Toyota said it will end a 12-day lockout at its plant in Bangalore, India if employees sign a 'good conduct' pledge.
The company declared the lockout on January 8 at its plant on the outskirts of Bangalore after unionised employees staged a wildcat strike to protest the dismissal of three colleagues accused of 'indiscipline' - 'union activity' according to the workers.
AFX News reported 'The management has decided to lift the lockout,' after workers expressed a willingness to return, said plant general manager A.R. Shankar.
But before the 1,550 unionised workers go back to the job, they must sign 'an undertaking to maintain discipline and ensure full production,' he said.
The union representing the workers said they will have to meet to discuss whether to accept the company's proposal. Toyota has refused to rehire the three employees whose dismissal sparked the labour trouble.

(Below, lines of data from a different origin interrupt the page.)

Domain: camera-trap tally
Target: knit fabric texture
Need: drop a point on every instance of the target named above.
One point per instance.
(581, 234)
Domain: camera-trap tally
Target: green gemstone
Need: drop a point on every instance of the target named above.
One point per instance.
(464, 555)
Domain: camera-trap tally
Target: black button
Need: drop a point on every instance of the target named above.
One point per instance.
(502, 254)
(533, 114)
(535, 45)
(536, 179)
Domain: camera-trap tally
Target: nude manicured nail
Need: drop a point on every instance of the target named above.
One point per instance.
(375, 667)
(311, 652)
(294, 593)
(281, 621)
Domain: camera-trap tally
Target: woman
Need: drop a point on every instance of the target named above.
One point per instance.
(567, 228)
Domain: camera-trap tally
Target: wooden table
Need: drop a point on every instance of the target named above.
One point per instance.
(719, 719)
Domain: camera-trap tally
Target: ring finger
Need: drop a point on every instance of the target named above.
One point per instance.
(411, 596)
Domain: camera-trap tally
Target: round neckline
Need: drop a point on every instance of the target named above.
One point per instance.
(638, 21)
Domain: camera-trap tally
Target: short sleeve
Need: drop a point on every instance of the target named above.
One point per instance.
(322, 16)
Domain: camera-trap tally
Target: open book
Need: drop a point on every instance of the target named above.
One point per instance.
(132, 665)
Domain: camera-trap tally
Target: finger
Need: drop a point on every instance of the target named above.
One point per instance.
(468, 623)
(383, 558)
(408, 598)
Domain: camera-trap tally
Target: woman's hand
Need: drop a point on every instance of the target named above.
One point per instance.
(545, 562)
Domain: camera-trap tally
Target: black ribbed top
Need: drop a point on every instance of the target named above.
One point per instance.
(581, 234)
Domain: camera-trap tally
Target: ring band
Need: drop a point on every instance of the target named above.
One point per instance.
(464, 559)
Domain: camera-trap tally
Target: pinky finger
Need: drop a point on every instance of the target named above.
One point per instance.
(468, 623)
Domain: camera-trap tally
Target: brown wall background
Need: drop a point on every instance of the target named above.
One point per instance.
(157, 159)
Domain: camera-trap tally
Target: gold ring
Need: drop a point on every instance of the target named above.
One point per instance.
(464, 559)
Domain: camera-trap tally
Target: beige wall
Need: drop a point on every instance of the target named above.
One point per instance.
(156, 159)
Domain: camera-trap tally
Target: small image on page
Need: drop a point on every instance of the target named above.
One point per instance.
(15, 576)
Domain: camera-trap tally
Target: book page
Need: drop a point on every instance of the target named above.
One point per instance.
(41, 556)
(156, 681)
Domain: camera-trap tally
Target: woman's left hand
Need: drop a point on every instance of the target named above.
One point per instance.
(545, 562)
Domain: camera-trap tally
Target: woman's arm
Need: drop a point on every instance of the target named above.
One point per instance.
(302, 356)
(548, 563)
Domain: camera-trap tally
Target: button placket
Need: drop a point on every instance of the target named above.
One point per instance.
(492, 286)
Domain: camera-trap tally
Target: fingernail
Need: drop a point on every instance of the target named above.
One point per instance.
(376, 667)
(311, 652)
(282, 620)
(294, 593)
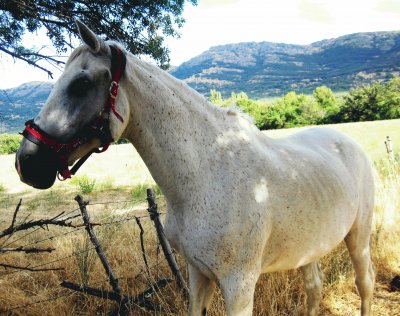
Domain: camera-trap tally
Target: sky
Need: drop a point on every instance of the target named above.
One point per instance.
(218, 22)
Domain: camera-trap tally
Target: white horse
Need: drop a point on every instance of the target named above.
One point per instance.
(239, 203)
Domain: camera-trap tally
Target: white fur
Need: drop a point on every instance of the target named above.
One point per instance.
(239, 203)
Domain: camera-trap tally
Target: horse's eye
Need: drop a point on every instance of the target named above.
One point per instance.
(80, 86)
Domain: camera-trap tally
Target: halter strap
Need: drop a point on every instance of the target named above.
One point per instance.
(100, 127)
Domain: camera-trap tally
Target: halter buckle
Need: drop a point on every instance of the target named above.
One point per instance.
(114, 89)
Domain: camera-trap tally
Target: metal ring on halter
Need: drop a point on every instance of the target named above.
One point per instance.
(116, 85)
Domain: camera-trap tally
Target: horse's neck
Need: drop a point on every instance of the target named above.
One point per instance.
(170, 125)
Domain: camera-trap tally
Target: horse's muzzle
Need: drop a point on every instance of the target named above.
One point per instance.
(36, 165)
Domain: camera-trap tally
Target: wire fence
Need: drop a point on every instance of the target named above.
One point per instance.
(149, 269)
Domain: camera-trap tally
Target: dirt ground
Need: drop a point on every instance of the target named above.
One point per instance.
(122, 166)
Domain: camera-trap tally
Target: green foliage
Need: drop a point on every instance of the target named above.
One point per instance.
(9, 144)
(140, 25)
(84, 183)
(377, 101)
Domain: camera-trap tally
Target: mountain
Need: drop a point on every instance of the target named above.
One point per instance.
(260, 69)
(17, 105)
(271, 69)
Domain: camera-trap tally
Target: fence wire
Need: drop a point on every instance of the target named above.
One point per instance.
(115, 220)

The factory, owned 89% by Toyota and 11 pct by India's Kirloskar Group, said it has been maintaining partial production with help from its 800 non-unionised staff.
Output has fallen to 30 vehicles daily from 92, Shankar said.
Toyota, which has a 5% share of India's fast-growing car market, declined to say how much money in lost production the lockout had cost the company.
It makes multi-utility vehicle Innovas and luxury Corollas at the plant as well as importing its Camry sedan and sports utility vehicle Prado for the domestic market.